Open johnf opened 3 weeks ago
Hi @johnf thanks for reaching out to the team! Could you confirm the following to help me get a sense of what might be going on:
Hi @fivetran-catfritz,
I narrowed it down to apple_store because the query I pasted above looks like the problematic one. Right now it's been running for 10 hours. If I kill the query, the load drops back down to what I saw pre upgrade.
I'm not sure if you have any internal stats on the transformations, but if you do I suspect you'll see the apple ones are running all the time on my account (johnf@gladlyapp.com).

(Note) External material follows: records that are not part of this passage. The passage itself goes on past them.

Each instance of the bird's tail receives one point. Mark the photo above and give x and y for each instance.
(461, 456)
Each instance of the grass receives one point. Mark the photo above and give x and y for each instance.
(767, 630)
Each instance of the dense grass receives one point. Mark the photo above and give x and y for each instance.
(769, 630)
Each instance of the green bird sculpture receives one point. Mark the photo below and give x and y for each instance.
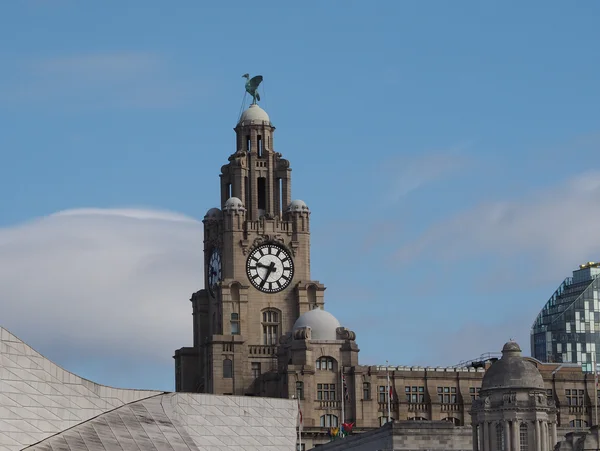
(252, 86)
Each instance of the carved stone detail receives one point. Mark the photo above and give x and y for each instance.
(345, 334)
(302, 333)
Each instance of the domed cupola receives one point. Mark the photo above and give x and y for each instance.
(513, 409)
(254, 115)
(323, 325)
(214, 214)
(233, 204)
(512, 371)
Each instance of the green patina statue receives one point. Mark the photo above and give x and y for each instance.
(252, 87)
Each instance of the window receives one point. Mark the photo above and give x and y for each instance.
(523, 437)
(366, 390)
(499, 437)
(325, 364)
(384, 420)
(447, 395)
(326, 392)
(574, 397)
(255, 370)
(261, 188)
(227, 369)
(415, 394)
(235, 324)
(270, 327)
(328, 421)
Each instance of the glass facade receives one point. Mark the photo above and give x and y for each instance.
(567, 330)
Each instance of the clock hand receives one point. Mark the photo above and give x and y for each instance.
(270, 269)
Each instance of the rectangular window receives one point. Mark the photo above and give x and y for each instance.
(415, 394)
(262, 193)
(447, 395)
(255, 370)
(366, 390)
(326, 392)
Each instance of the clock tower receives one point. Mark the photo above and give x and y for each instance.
(256, 272)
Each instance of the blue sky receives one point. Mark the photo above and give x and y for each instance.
(447, 150)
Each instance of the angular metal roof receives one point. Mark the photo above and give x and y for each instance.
(43, 407)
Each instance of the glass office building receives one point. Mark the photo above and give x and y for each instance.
(567, 329)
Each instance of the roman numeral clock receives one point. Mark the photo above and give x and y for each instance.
(270, 268)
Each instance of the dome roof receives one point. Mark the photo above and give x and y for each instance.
(254, 114)
(512, 371)
(323, 324)
(297, 206)
(233, 204)
(213, 213)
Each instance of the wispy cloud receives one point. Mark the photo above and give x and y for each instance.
(556, 228)
(92, 81)
(102, 283)
(413, 172)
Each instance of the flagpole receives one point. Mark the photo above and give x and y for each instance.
(596, 390)
(343, 393)
(299, 427)
(389, 400)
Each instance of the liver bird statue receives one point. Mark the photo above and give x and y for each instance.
(252, 86)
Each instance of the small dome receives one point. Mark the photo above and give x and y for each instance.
(233, 204)
(254, 114)
(297, 206)
(213, 214)
(323, 324)
(512, 371)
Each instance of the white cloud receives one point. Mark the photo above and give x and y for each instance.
(556, 227)
(102, 283)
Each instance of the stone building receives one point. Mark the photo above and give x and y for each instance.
(260, 328)
(513, 412)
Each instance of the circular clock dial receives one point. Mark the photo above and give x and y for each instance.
(214, 269)
(270, 268)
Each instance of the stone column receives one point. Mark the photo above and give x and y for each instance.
(475, 437)
(481, 437)
(516, 436)
(544, 437)
(538, 436)
(553, 435)
(507, 436)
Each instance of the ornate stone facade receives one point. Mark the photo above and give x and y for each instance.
(269, 341)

I'll pause it now so we can confirm 100%
Hi @johnf I reviewed your run logs and noticed the issue you mentioned. Could you try running this package on its own to see if the problem persists?
We've seen similar hangups with Postgres in dbt projects involving multiple packages, often alongside minor updates—like adding a single text field in this case. More puzzling, I've also encountered this issue in another Postgres instance where it occurred in a *_tmp
model that was simply a select *
.
The issue, however, hasn't appeared consistently enough for us to determine a root cause. I suspect Postgres locks might be a factor, though that’s just a theory for now. Running the dbt_apple_store
package in isolation could help clarify if that’s the case. If you're able to access your run logs, you can see the time each model takes. Just let me know if you have any questions!
@fivetran-catfritz I can confirm that if I disable the apple_store the load stays at 10% for hours. I'll try enabling only it to see what happens. Also worth noting that when that query is running it is the only one running
I've paused all transformations in the dashboard and then commented out all other packages and run them locally.
It's currently hanging on
22:53:15 39 of 44 START sql table model dbt_apple_store.apple_store__territory_report ... [RUN]
I suspect it will sit there for hours again.
FYI, I am happy to jump on a call if someone wants to guide me on running queries manually. This is very reproducible. Also, happy for you to connect to my DB from your end directly.
I kicked it off at 9:30am
With no other queries running, it does finish eventually but takes 80 minutes.
23:29:28 39 of 44 START sql table model dbt_apple_store.apple_store__territory_report ... [RUN]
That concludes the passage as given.